La salle s’impatiente.
« Monsieur, vos propositions ? »
[…]
« Il vous reste 10 secondes.
– Eh bien je propose de taxer plus les riches et moins les pauvres. »
Brouhaha dans la salle.
« S’il vous plaît, tout le monde peut prendre la parole, on respecte et on note les propositions de chacun ».

Les uns après les autres, des personnes de toutes conditions et d’horizons politiques manifestement très divers formulèrent leurs propositions et, souvent, exigèrent que les preneurs de notes (un citoyen qui s’était porté volontaire auprès de l’équipe municipale et Jacques Vernier lui-même) écrivent bien ce qu’ils suggéraient.

« Vous notez bien ce que je dis hein ? Vous le direz au Président de la République ? Vous notez hein ? »

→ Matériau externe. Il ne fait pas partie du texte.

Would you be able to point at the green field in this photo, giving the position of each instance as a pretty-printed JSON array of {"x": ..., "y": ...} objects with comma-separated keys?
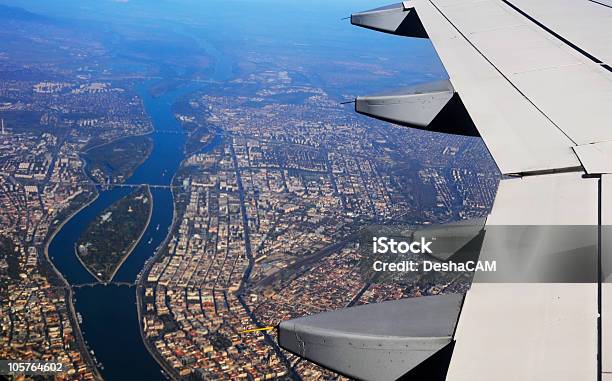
[
  {"x": 119, "y": 159},
  {"x": 110, "y": 238}
]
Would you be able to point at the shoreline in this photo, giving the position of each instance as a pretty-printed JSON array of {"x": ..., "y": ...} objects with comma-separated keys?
[
  {"x": 168, "y": 371},
  {"x": 165, "y": 367},
  {"x": 69, "y": 292},
  {"x": 128, "y": 251},
  {"x": 137, "y": 241}
]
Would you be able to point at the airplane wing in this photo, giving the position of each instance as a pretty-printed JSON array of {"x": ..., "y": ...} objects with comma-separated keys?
[{"x": 533, "y": 79}]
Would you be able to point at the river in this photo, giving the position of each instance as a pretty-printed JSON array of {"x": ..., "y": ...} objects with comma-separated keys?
[{"x": 110, "y": 324}]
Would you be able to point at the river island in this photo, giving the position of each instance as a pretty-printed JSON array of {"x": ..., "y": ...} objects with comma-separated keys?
[{"x": 111, "y": 237}]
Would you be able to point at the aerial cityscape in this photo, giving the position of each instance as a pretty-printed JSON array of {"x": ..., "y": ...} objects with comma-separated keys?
[{"x": 174, "y": 174}]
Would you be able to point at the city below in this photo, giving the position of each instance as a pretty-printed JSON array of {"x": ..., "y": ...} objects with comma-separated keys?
[{"x": 167, "y": 185}]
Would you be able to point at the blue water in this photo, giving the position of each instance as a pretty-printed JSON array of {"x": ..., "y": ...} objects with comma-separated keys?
[{"x": 110, "y": 321}]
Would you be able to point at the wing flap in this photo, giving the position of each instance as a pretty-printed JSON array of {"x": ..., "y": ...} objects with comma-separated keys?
[{"x": 379, "y": 341}]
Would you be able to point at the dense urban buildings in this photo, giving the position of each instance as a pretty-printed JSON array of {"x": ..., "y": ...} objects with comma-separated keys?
[{"x": 261, "y": 183}]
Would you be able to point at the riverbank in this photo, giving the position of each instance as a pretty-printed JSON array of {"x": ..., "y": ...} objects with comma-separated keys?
[
  {"x": 144, "y": 229},
  {"x": 69, "y": 294},
  {"x": 139, "y": 288},
  {"x": 113, "y": 233}
]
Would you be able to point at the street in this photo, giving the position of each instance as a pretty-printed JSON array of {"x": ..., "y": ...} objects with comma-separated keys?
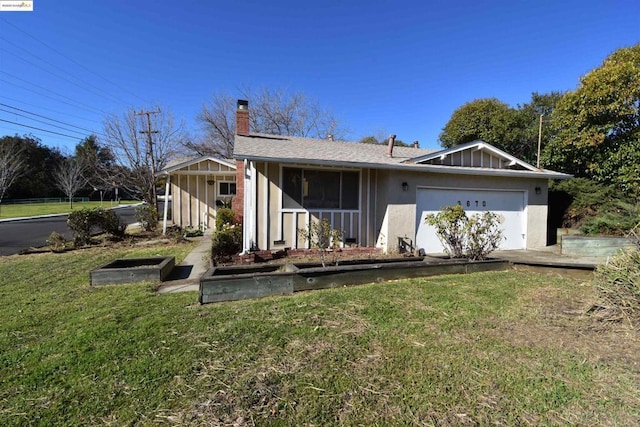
[{"x": 18, "y": 235}]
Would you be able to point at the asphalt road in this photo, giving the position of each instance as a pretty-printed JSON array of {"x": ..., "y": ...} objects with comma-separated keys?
[{"x": 18, "y": 235}]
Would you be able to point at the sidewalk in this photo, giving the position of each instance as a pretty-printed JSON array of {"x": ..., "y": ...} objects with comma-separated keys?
[{"x": 186, "y": 275}]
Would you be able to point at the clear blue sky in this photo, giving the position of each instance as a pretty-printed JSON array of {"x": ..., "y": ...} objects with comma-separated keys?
[{"x": 385, "y": 66}]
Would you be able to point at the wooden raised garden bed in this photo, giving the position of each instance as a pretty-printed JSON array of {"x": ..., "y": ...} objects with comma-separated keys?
[
  {"x": 594, "y": 246},
  {"x": 130, "y": 270},
  {"x": 243, "y": 282}
]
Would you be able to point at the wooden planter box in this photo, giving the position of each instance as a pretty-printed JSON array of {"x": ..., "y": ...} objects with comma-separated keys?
[
  {"x": 593, "y": 246},
  {"x": 131, "y": 270},
  {"x": 243, "y": 282}
]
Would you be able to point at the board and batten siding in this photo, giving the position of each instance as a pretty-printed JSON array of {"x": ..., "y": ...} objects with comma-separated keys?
[{"x": 277, "y": 227}]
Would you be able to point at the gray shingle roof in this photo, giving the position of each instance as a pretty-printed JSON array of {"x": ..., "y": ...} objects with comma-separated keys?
[
  {"x": 295, "y": 149},
  {"x": 288, "y": 149}
]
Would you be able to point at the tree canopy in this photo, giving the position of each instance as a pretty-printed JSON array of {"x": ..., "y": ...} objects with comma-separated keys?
[
  {"x": 514, "y": 130},
  {"x": 599, "y": 124}
]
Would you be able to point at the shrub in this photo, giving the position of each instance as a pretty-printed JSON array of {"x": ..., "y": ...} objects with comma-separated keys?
[
  {"x": 321, "y": 236},
  {"x": 84, "y": 222},
  {"x": 595, "y": 208},
  {"x": 619, "y": 284},
  {"x": 192, "y": 232},
  {"x": 463, "y": 237},
  {"x": 226, "y": 243},
  {"x": 57, "y": 242},
  {"x": 110, "y": 223},
  {"x": 147, "y": 216},
  {"x": 224, "y": 216}
]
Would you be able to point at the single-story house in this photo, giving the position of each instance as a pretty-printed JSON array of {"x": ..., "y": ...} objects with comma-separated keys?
[{"x": 377, "y": 195}]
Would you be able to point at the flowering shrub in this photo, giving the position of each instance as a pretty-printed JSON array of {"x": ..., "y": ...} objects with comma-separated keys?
[
  {"x": 85, "y": 221},
  {"x": 463, "y": 237},
  {"x": 147, "y": 216},
  {"x": 226, "y": 243}
]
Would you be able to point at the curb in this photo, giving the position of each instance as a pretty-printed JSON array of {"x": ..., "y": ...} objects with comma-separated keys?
[{"x": 23, "y": 218}]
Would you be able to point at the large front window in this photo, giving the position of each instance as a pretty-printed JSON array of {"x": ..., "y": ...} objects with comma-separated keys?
[{"x": 319, "y": 189}]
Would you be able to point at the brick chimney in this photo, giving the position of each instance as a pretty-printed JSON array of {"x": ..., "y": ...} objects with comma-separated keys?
[
  {"x": 242, "y": 118},
  {"x": 392, "y": 139}
]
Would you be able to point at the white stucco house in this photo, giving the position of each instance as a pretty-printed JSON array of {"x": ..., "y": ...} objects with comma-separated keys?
[{"x": 377, "y": 195}]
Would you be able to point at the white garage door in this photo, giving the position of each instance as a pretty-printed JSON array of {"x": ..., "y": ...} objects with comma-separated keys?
[{"x": 508, "y": 205}]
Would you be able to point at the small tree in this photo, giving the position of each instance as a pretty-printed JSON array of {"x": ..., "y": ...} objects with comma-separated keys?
[
  {"x": 321, "y": 236},
  {"x": 463, "y": 237},
  {"x": 69, "y": 177}
]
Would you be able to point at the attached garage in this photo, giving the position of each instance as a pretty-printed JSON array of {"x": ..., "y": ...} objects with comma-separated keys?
[{"x": 509, "y": 205}]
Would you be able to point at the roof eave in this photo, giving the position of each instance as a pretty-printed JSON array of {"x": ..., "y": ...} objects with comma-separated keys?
[{"x": 453, "y": 170}]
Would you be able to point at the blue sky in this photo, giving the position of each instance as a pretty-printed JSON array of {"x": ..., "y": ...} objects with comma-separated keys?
[{"x": 382, "y": 67}]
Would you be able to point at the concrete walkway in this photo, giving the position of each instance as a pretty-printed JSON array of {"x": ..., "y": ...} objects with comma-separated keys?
[{"x": 186, "y": 275}]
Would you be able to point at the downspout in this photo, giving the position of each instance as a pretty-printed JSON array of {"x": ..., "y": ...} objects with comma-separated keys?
[
  {"x": 166, "y": 205},
  {"x": 246, "y": 218}
]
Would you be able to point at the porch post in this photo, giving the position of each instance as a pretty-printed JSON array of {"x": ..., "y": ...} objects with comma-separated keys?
[{"x": 166, "y": 204}]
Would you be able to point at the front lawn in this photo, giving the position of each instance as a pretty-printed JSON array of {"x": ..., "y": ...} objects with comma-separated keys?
[{"x": 490, "y": 348}]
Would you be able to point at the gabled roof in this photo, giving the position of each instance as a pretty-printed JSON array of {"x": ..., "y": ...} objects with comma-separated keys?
[
  {"x": 484, "y": 154},
  {"x": 322, "y": 152},
  {"x": 185, "y": 162},
  {"x": 291, "y": 149}
]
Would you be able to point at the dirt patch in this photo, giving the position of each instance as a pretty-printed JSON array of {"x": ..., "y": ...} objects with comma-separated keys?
[{"x": 560, "y": 319}]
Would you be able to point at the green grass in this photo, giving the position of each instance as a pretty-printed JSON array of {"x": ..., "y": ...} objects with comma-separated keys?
[
  {"x": 34, "y": 209},
  {"x": 487, "y": 348}
]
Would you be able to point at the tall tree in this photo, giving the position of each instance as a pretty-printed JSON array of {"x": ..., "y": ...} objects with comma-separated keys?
[
  {"x": 69, "y": 177},
  {"x": 12, "y": 164},
  {"x": 100, "y": 171},
  {"x": 530, "y": 113},
  {"x": 514, "y": 130},
  {"x": 141, "y": 145},
  {"x": 275, "y": 112},
  {"x": 599, "y": 124},
  {"x": 37, "y": 181},
  {"x": 488, "y": 119}
]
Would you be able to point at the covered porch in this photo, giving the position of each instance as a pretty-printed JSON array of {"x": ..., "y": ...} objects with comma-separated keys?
[{"x": 195, "y": 189}]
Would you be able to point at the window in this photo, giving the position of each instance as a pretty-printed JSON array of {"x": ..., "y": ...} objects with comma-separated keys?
[
  {"x": 227, "y": 188},
  {"x": 319, "y": 189}
]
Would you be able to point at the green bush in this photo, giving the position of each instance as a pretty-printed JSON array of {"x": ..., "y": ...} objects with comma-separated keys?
[
  {"x": 226, "y": 243},
  {"x": 224, "y": 216},
  {"x": 619, "y": 283},
  {"x": 83, "y": 222},
  {"x": 147, "y": 216},
  {"x": 57, "y": 242},
  {"x": 595, "y": 208},
  {"x": 463, "y": 237}
]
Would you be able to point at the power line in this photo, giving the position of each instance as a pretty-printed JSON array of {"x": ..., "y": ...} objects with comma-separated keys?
[
  {"x": 48, "y": 90},
  {"x": 40, "y": 129},
  {"x": 45, "y": 117},
  {"x": 74, "y": 61},
  {"x": 90, "y": 87},
  {"x": 49, "y": 109},
  {"x": 42, "y": 121}
]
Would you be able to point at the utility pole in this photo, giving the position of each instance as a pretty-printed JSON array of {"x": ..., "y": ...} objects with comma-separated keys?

Il était touchant de réaliser que les citoyens avaient la certitude – ou tout du moins le souhait très ferme – que leur parole serait consignée et transmise in extenso à l’exécutif. Chacun se voyait à égalité des autres, sans aucune distinction, économique, d’origine ou d’âge. Et généralement, chaque parole était respectée par l’assemblée, pourvu qu’elle fût concise et clairement exprimée. J’étais étonné de la faculté de la salle à juger assez rapidement de la qualité d’une intervention, notamment par rapport à la concision du propos respectueuse de chacun et chacune. On pouvait à la limite s’écarter parfois du thème discuté, mais il fallait que la prise de parole soit claire et soucieuse de ne pas empiéter sur le droit de chacun à s’exprimer. Une femme sur ma gauche s’écarta du débat, mais peu importe, je décidai de la laisser continuer pendant quelques dizaines de secondes :

« Moi, ce qui me dérange, c’est que notre démocratie a été prise en otage. Emmanuel Macron a été élu avec quoi ? 15% du corps électoral ? Ce n’est pas la démocratie. Il n’a pas mérité son élection. C’est une dictature ! »

Applaudissements de plusieurs personnes. Je donne alors la parole à une petite femme d’une soixantaine d’années sur ma droite. Elle s’exprime avec un très fort accent portugais :

« Moi, je suis arrivé ici il y a quarante ans. Je suis Française et d’origine portugaise. Eh bien si, Madame, c’est mon président ! J’ai connu la dictature. Mon pays d’origine a connu la dictature. Je suis très énervée quand je vous entends parler comme ça de la France. Ce n’est pas ça la dictature.  »

Applaudissements encore. Jacques Vernier prend note. Je demande de revenir dans le débat sur le thème annoncé, et j’annonce qu’il ne reste que cinq minutes avant de passer au thème suivant.

Emmanuel Macron, Édouard Philippe et son gouvernement ont créé des attentes avec ce Grand débat national. Ces trois cents personnes, par l’entrain qu’elles ont mis dans cette réunion et par les multiples propositions qu’elles ont formulées, obligent le pouvoir. Celui-ci ne doit surtout pas laisser cet exercice sans lendemain. Il doit entendre cette parole, formuler des propositions concrètes et finalement mettre en œuvre des mesures qui répondent aux attentes de la France des territoires. S’il flottait dans l’air comme un état de grâce en cette soirée de février dans une ville moyenne du nord de la France, c’est parce que les citoyens ont exprimé comme leur foi dans la démocratie et dans la République française. Peut-être ce quinquennat restera-t-il dans l’histoire pour avoir inventé une nouvelle manière de faire de la démocratie directe. Le futur le dira. Au présent, l’engouement populaire crée des obligations sous peine de désenchanter plus encore la vie politique française et de voir les extrêmes gagner encore du terrain d’ici à 2022. De l’état de grâce au coup de grâce, la marge est étroite. Mais elle existe et l’exécutif n’a pas le droit de décevoir.